Students protest newly enforced policies at Bastrop High School
BASTROP, La. (KNOE) - Students at Bastrop High School made their voices heard with a protest on Sept. 29, 2022. It happened around 10:15 a.m. when some students left their classrooms and took signs outside to express their feelings.
Students are protesting policies that have been in place for some time but are newly enforced. Some students said the principal is not listening to their concerns.
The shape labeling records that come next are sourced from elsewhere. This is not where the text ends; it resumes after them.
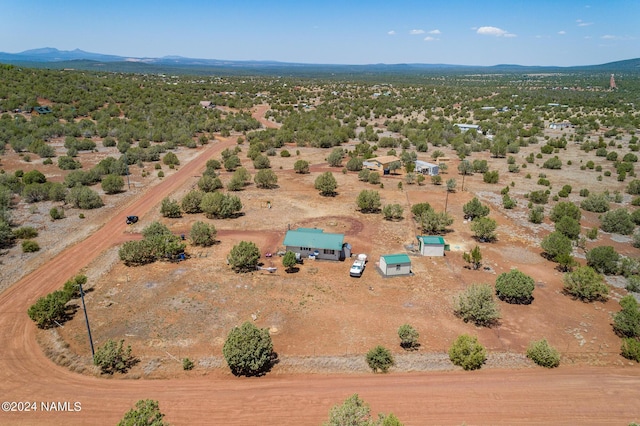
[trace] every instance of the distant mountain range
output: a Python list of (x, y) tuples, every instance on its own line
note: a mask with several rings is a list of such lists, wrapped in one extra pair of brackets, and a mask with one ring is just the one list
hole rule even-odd
[(52, 47), (25, 50), (20, 53), (0, 52), (0, 63), (28, 66), (33, 68), (64, 69), (74, 68), (94, 71), (134, 72), (134, 73), (176, 73), (176, 74), (222, 74), (222, 75), (296, 75), (318, 76), (354, 74), (415, 74), (432, 72), (481, 72), (481, 73), (524, 73), (524, 72), (611, 72), (640, 73), (640, 58), (609, 62), (600, 65), (556, 67), (523, 66), (500, 64), (493, 66), (470, 66), (448, 64), (370, 64), (333, 65), (302, 64), (276, 61), (227, 61), (220, 59), (194, 59), (181, 56), (162, 58), (134, 58), (101, 53), (85, 52), (80, 49), (58, 50)]

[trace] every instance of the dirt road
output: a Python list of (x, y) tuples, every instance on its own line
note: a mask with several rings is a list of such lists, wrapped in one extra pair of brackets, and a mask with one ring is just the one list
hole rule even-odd
[[(116, 424), (138, 399), (151, 398), (176, 425), (318, 425), (332, 405), (353, 393), (369, 402), (372, 412), (394, 412), (407, 425), (619, 425), (640, 420), (637, 366), (389, 375), (272, 373), (253, 379), (212, 374), (125, 381), (75, 374), (47, 359), (36, 343), (27, 308), (121, 241), (127, 214), (143, 217), (232, 144), (229, 139), (203, 148), (197, 158), (96, 233), (0, 294), (1, 400), (35, 402), (37, 408), (3, 411), (0, 424)], [(43, 402), (60, 402), (62, 411), (44, 411)]]

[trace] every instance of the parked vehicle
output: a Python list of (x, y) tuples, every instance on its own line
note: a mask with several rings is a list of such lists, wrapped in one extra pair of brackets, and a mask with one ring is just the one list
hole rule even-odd
[(353, 265), (351, 265), (351, 269), (349, 269), (349, 275), (352, 277), (360, 277), (364, 272), (365, 261), (356, 259), (353, 261)]

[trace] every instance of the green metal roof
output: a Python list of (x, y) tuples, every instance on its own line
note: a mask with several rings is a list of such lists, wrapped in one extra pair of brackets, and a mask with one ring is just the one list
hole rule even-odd
[(385, 254), (381, 256), (387, 265), (397, 265), (398, 263), (411, 263), (411, 259), (406, 254)]
[(343, 243), (344, 234), (325, 234), (322, 229), (317, 228), (290, 230), (284, 237), (284, 245), (290, 247), (342, 250)]
[(433, 235), (418, 235), (418, 240), (422, 241), (422, 244), (439, 244), (444, 245), (444, 238)]

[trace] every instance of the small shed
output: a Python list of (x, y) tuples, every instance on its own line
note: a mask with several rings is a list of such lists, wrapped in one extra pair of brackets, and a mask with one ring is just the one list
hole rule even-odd
[(423, 175), (436, 176), (440, 173), (440, 167), (437, 164), (416, 160), (415, 172), (422, 173)]
[(431, 235), (418, 235), (418, 246), (423, 256), (444, 256), (444, 238)]
[(396, 276), (396, 275), (410, 275), (411, 274), (411, 259), (406, 254), (384, 254), (380, 256), (380, 263), (378, 265), (382, 275), (384, 276)]

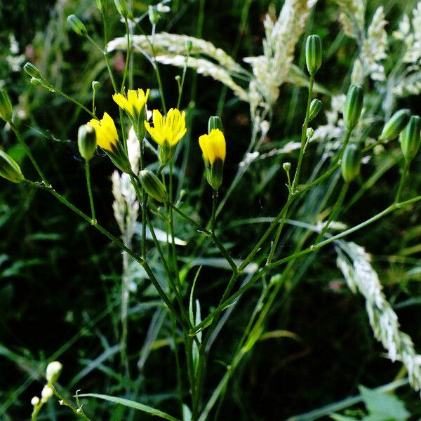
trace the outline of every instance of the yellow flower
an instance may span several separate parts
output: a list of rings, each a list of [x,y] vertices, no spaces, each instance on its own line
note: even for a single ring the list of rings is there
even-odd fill
[[[109,115],[105,112],[102,120],[92,119],[88,124],[95,130],[98,145],[103,149],[113,152],[119,142],[119,135]]]
[[[138,91],[130,89],[127,91],[127,97],[121,93],[114,93],[112,99],[132,119],[137,120],[140,112],[146,105],[149,93],[149,89],[146,90],[146,93],[143,91],[143,89],[138,89]]]
[[[152,139],[161,147],[168,143],[170,148],[175,146],[182,138],[186,134],[186,113],[180,113],[177,108],[171,108],[166,117],[157,110],[152,112],[154,127],[145,121],[146,130],[149,132]]]
[[[210,166],[218,158],[225,160],[226,145],[224,133],[219,128],[213,128],[208,135],[199,138],[199,145],[203,154],[205,162]]]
Meanwhile, the principal told KNOE the fire alarm was pulled throughout the day on Sept. 29 and she’s unsure why, but students said it wasn’t part of the protest.
“We all walked out of the classroom, we walked around the whole school with our posters shouting, then they had us in the cafeteria and we had to stay there for the remainder of the time,” said a senior at BHS, Gerniesha Ridgell.
Ridgell said students were protesting the policy that does not allow cell phones on school grounds. The superintendent of Morehouse Parish Schools, David Gray, said the school board passed the rule over the summer, but it was not enforced until after labor day.
“You know just in case anything could happen, you never know, we need our phones,” said Ridgell.
Gray said if a student is found with a cellphone, they’re placed in the alternative program for fifteen days, but the school has only been enforcing a five-day punishment.
Senior Joseph Fells said another policy students are protesting is the dress code.
“The hoodies, it’s finna get cold outside and we can’t wear no hoodies in school,” said Fells.
Gray said no hoodies allowed in school is not a new policy but it is newly enforced. Fells said students previously tried to speak with the principal about their concerns but said it hasn’t been easy.
“We tried multiple times but some of the times she will throw her hands in our face and say she doesn’t want to talk about it like earlier, they tried to talk to her after the protest and she says she doesn’t want to talk,” said Fells.
KNOE reached out to the principal for an interview, but she declined. Superintendent Gray said he spoke to some students about their concerns.
“We told the kids look, obviously we got to sit down, discuss and give you a voice, so we’ll go through and get some representatives from each class and we’re going to sit down and have some conversations,” said Gray.
Gray said there are better ways to be heard than a protest on school grounds.
“That’s one of the things I was telling the kids this morning, we’ll listen, I’m going to give young adults a voice, there are ways of doing it and there are ways of not doing it,” said Gray.